With the ascension of left-leaning Rodrigo Duterte to the presidency in 2016, the security situation in the Philippines changed with Duterte establishing close economic, political, defense relationships with China. Duterte had openly admitted that he is appeasing China because the Philippines doesn’t have any chance of winning a war against the Chinese Dragon. It is the same situation with Japan; however, the difference is that Uncle Sam has Japan’s back while Duterte has given Uncle Sam the middle finger and called Obama, “Son of a whore!”
In the short time that Duterte has been playing ‘footsie” with the Chinese, openly admitting that he’ll never go to war against them, the Chinese Dragon is spreading its foothold into Philippine territories. In February 2016, the Philippines’ Bureau of Fisheries and Aquatic Resources (BFAR) reported that several Chinese ships were seen in the Benham Rise. The following July, China Daily published a report about China’s “secret undersea exploration” in the Benham Rise area.
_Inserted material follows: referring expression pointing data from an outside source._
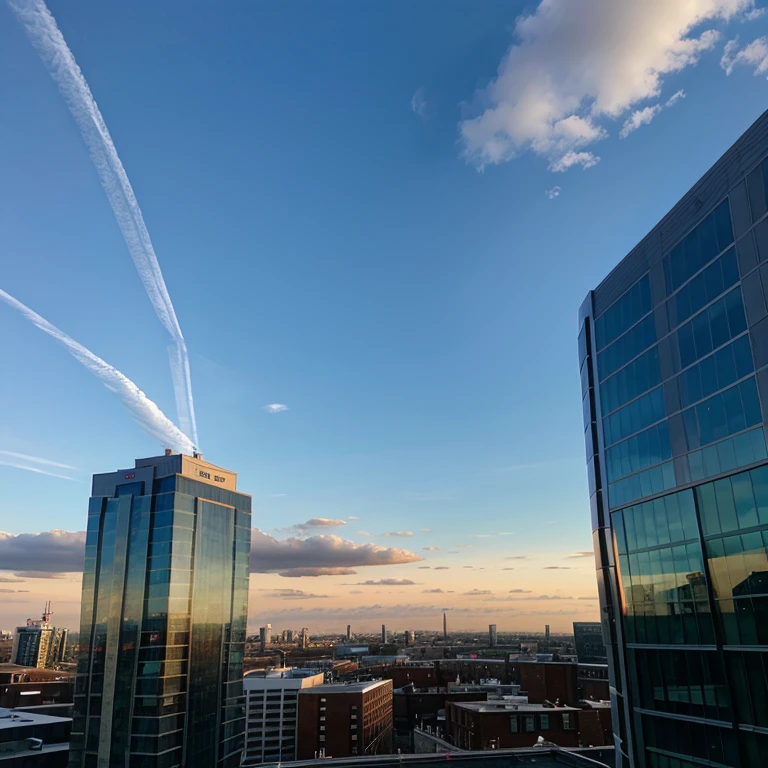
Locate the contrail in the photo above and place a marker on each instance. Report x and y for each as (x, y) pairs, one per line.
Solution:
(44, 33)
(144, 411)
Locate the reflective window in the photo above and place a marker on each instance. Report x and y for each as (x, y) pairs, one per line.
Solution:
(700, 246)
(710, 329)
(733, 410)
(624, 312)
(647, 483)
(630, 345)
(738, 451)
(716, 372)
(632, 380)
(705, 287)
(632, 418)
(645, 449)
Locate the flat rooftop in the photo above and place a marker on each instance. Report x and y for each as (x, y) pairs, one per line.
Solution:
(14, 718)
(506, 706)
(346, 687)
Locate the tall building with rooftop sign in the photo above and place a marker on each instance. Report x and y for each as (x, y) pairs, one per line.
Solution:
(673, 351)
(163, 618)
The report said that China discovered massive mineral deposits.
During a press conference last March 10, Chinese Foreign Ministry spokesperson Geng Shuang said that the Philippines can explore and develop the natural resources in Benham Rise as a sovereign right but she cannot take the region as her own territory.
The Philippine Department of Foreign Affairs (DFA) sought clarification on what Geng said. In response, the Chinese informed DFA that they recognize the Philippines’ sovereign rights and they are not disputing Benham Rise.”
Although China backed off, it’s a red flag about China’s ultimate goal. All we have to do is go back to Admiral Liu’s “naval strategy” that he laid out in 1982. “The PLA Navy must be ready to challenge US domination over the Western Pacific and the Indian Ocean in 2040,” he said. Well, he’s not too far behind in his timetable. With virtual control over the South China Sea, the Chinese Dragon is stealthily waving its way out of the First Island Chain into the Western Pacific and beyond.
Obama might have realized at the end of his presidency that appeasement or using “soft power” approach in dealing with the Chinese Dragon was a tactical mistake. Duterte is beginning to realize it too that appeasement is not going to work. He should take cue from U.S. President Donald Trump whose mantra, ”Peace through strength,” keeps the Chinese Dragon at bay. However, one should – nay, must! – be vigilant. As Sun Tzu wrote in his “The Art of War” 2,500 years ago, “In war, the way is to avoid what is strong and to strike at what is weak.” Appeasement is a sign of weakness and should be avoided at all cost. Yes, there is no substitute for strength.